CBA boss is planning for the future and his successor
There are two big messages coming out of the management reshuffle at the nation’s biggest bank.
Business
Don't miss out on the headlines from Business. Followed categories will be added to My News.
There are two big messages coming out of the major management reshuffle by Commonwealth Bank boss Matt Comyn.
The first is the nation’s biggest bank is moving the executive pieces around the board as it plans for the CEO succession. The second is Comyn is not going anywhere. For now.
While the two concepts might be at odds, Comyn has the bank strategically and financially humming along well and where rival banks are being reshaped, he is under no pressure to retire. The bank’s record share price also means the CBA boss has time on his side.
Still, he is closer to retiring and that moment is likely to happen within the next two to three years.
Already at more than six years in the top job, Comyn is understood to be happy in the post with a lot going right and a strong working relationship with his new chair, Paul O’Malley.
He has now overtaken his two predecessors Ian Narev and Ralph Norris in tenure. But Comyn – or even the bank for that matter – won’t want him to stick around to match legendary CBA boss David Murray, who saw it through for 13 years.

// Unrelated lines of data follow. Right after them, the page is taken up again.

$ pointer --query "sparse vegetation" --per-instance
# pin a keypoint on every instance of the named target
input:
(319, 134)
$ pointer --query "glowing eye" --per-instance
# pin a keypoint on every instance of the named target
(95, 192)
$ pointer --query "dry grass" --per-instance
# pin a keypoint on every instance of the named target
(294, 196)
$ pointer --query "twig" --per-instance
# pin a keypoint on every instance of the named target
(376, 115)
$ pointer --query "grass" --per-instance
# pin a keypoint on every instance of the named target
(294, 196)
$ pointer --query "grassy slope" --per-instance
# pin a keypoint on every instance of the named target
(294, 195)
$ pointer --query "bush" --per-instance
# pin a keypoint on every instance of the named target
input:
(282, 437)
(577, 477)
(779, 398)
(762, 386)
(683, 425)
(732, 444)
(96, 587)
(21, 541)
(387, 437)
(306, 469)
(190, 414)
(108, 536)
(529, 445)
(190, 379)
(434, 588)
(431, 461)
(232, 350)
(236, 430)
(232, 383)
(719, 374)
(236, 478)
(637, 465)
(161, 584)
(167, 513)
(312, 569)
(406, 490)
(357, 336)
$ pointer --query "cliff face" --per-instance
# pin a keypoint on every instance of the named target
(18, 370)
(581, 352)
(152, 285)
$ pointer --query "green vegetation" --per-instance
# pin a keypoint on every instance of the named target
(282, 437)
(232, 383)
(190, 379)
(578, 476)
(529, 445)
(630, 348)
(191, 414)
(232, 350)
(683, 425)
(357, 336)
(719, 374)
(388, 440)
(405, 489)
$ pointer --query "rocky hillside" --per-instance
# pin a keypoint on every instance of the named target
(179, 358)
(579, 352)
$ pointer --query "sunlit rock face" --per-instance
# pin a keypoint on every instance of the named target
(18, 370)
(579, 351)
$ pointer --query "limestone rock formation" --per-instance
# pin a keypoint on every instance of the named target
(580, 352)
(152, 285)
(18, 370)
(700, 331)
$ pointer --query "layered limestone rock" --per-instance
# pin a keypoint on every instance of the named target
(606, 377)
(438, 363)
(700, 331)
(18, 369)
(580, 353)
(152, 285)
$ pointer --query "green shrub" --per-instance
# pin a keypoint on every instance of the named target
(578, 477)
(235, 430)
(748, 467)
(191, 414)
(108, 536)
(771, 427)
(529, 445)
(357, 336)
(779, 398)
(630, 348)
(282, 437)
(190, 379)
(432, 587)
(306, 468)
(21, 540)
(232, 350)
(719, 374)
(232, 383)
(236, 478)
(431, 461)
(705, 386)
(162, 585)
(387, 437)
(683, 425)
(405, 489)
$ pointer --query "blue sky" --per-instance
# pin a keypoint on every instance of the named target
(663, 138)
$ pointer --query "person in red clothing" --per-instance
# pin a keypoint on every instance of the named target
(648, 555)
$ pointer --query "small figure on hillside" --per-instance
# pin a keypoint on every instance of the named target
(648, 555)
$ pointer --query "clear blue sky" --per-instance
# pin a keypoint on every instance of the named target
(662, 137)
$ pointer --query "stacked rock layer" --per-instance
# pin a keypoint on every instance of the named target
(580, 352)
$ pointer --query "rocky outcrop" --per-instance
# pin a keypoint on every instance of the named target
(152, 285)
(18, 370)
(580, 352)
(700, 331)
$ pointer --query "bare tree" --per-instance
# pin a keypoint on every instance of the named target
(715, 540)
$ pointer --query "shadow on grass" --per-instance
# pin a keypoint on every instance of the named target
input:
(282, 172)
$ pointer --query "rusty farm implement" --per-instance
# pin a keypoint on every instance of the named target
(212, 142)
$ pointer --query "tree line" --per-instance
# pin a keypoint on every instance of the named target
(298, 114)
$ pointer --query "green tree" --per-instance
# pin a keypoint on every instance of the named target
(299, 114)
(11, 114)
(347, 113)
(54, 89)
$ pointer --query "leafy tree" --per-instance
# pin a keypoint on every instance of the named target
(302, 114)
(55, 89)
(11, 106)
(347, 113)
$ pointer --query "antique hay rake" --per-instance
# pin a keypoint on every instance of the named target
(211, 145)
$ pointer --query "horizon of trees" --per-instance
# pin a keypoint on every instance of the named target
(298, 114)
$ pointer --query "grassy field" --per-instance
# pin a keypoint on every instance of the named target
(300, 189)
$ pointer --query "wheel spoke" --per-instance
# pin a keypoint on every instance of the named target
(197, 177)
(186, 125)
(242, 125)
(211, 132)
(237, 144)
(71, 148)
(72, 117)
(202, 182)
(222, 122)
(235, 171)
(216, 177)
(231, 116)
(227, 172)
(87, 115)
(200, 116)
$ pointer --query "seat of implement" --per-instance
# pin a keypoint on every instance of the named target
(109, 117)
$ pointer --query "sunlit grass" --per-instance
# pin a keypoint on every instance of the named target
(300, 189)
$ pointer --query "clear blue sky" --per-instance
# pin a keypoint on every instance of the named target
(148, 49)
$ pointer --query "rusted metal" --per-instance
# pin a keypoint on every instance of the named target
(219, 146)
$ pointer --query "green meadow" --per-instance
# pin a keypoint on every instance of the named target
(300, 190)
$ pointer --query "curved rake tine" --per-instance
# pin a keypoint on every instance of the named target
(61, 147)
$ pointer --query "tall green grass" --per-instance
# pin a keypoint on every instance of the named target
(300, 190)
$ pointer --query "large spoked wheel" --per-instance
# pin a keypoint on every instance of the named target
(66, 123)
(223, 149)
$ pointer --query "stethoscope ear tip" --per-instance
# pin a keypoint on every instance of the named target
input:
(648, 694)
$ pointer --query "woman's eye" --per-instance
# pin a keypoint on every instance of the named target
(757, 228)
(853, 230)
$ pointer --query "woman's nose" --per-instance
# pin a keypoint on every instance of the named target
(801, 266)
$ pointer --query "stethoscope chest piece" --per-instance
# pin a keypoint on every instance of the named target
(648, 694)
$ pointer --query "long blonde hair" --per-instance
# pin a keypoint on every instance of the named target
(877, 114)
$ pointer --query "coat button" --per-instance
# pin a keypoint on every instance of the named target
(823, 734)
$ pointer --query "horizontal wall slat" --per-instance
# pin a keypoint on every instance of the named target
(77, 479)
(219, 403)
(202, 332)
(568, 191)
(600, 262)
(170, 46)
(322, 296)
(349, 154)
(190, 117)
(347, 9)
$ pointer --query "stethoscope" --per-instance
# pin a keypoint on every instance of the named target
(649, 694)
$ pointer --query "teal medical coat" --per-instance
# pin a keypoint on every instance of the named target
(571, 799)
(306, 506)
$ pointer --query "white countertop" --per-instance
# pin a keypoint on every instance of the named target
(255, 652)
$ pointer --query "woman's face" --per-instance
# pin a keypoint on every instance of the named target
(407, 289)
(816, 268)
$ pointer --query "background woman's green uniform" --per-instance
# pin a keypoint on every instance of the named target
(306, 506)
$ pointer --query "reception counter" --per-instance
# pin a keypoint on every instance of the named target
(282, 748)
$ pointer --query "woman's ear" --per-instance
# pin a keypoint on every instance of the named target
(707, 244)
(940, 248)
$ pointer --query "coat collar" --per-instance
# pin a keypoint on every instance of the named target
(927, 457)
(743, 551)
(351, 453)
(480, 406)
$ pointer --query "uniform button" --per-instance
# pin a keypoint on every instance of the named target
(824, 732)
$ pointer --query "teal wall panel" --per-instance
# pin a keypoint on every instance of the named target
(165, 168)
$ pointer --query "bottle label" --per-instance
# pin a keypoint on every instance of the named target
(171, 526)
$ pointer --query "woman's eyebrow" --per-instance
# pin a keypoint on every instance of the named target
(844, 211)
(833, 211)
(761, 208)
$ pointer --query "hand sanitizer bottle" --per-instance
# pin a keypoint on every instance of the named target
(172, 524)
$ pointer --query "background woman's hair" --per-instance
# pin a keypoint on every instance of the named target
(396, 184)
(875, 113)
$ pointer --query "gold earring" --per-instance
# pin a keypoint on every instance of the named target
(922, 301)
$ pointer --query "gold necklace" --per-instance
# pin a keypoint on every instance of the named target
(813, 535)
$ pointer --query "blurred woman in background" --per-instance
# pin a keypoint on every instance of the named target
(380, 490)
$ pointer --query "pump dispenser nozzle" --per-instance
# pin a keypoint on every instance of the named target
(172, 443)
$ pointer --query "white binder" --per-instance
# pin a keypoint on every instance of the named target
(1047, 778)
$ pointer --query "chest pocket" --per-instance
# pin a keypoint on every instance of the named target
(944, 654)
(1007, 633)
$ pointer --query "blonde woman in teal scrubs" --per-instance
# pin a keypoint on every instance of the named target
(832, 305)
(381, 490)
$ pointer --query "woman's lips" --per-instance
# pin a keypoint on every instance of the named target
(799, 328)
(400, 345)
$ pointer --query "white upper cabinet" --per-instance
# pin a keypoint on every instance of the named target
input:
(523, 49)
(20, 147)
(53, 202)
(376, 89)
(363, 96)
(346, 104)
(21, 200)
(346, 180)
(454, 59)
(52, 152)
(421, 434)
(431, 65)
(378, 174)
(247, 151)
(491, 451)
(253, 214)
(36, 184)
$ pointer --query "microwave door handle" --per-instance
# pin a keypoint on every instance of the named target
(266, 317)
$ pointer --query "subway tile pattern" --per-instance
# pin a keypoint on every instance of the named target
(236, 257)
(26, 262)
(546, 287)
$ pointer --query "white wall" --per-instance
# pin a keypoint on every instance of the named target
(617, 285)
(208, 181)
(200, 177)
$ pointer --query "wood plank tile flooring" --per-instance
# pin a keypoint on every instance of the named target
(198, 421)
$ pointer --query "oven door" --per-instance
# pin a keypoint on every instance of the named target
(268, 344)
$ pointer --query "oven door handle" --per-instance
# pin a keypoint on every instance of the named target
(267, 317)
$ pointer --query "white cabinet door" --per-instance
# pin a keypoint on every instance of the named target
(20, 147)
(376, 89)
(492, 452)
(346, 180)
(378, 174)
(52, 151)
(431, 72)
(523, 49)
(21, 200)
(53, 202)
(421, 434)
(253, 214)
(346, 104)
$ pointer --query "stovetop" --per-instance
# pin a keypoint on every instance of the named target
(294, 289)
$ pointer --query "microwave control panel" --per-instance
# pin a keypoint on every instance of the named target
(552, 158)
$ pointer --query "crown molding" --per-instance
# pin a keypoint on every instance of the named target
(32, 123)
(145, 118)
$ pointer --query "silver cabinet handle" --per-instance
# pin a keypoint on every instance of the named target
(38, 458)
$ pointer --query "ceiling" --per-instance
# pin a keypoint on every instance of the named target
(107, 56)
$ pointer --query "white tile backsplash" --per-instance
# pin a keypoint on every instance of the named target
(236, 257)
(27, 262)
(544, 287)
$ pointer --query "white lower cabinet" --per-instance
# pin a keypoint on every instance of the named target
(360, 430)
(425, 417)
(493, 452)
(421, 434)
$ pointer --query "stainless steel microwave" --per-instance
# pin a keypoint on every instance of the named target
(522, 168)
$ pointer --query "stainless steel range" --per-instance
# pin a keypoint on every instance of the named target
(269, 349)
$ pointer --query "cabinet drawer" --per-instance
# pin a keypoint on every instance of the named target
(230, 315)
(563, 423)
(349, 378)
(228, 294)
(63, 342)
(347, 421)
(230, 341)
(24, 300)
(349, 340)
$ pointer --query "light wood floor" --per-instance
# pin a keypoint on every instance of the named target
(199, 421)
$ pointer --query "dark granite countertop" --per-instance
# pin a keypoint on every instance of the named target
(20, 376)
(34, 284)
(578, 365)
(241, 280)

And at just 48 years old, Comyn has another CEO career in front of him if he chooses – and this will likely offshore. So timing is everything.
However, the looming retirement of two of his senior executives in risk and HR functions has given Comyn the chance to test some internal candidates, while bringing outside talent into the mix.
Any CEO should be thinking about succession options for the board from the beginning, and here Comyn clearly developing several different succession paths for them to consider.
Comyn describes the changes as providing “continuity and renewal while balancing experience and external perspectives”.
The key to Comyn’s moves is all about longer term planning, and comes with the backdrop of two rivals National Australia Bank and Westpac recently undergoing their own CEO changes. Meanwhile, long-serving ANZ boss Shayne Elliot is facing under mounting pressure given problems in his institutional business and is expected to call it a day some time in the next year.
One to watch is Comyn’s appointment of HSBC UK executive Emma Bunnell into the oversight role of CBA chief operating officer. Bunnell, a one time Boston Consulting Group partner, is looking to return to Australia after spending her much of her career in the UK in banking and management consulting.
For the past four years, she has been the chief operating officer of HSBC’s UK franchise for the past four years and as well as heading up the bank’s Channel Island finance hub. Much of her time at HSBC has been dealing with external shocks of the UK banking market, from Brexit to steeper interest rate hikes. At HSBC has also had oversight of anti-money laundering, which is where CBA came unstuck with regulators.
Elsewhere in the shake-up, is institutional banking boss Andrew Hinchliff, who moves from an operational position into the critical role of chief risk officer, which puts him one step higher in the management and governance chain. This post delivers independent risk assessment for Comyn and the board. Hinchliff replaces long serving Nigel Williams, who plans to retire in February.
Also to watch is fast moving Sinead Taylor, who is being tested in the operational role of institutional banking boss. She has been CBA’s chief operating officer for the past three years, and before that headed up CBA’s Bankwest retail franchise. She takes charge of a business that generates more than $1bn in annual earnings, although this puts it behind retail banking and business banking.
Even with the changes, retail banking boss Angus Sullivan remains in his key role, meaning his is firmly in the mix. Comyn moved Sullivan, a former McKinsey executive, into his old job of running CBA’s biggest division shortly after being named chief executive in 2018. Sullivan has since steered the retail business through first through Covid-pandemic, the mortgage boom, and then the inflation and interest bubble without missing a beat. With ANZ likely on the hunt for candidates, Sullivan remains vulnerable to outside opportunities. So too Mike Vacy-Lyle, who runs business banking, that remains a critical battleground business that generates nearly 40 per cent of group earnings.
In shaping candidates for the CBA board, there are likely to be more moves of executives to come with others tested in new roles. But Comyn the ever cautious banker, has stability at the front of mind and will first want to see his new executive team settle in.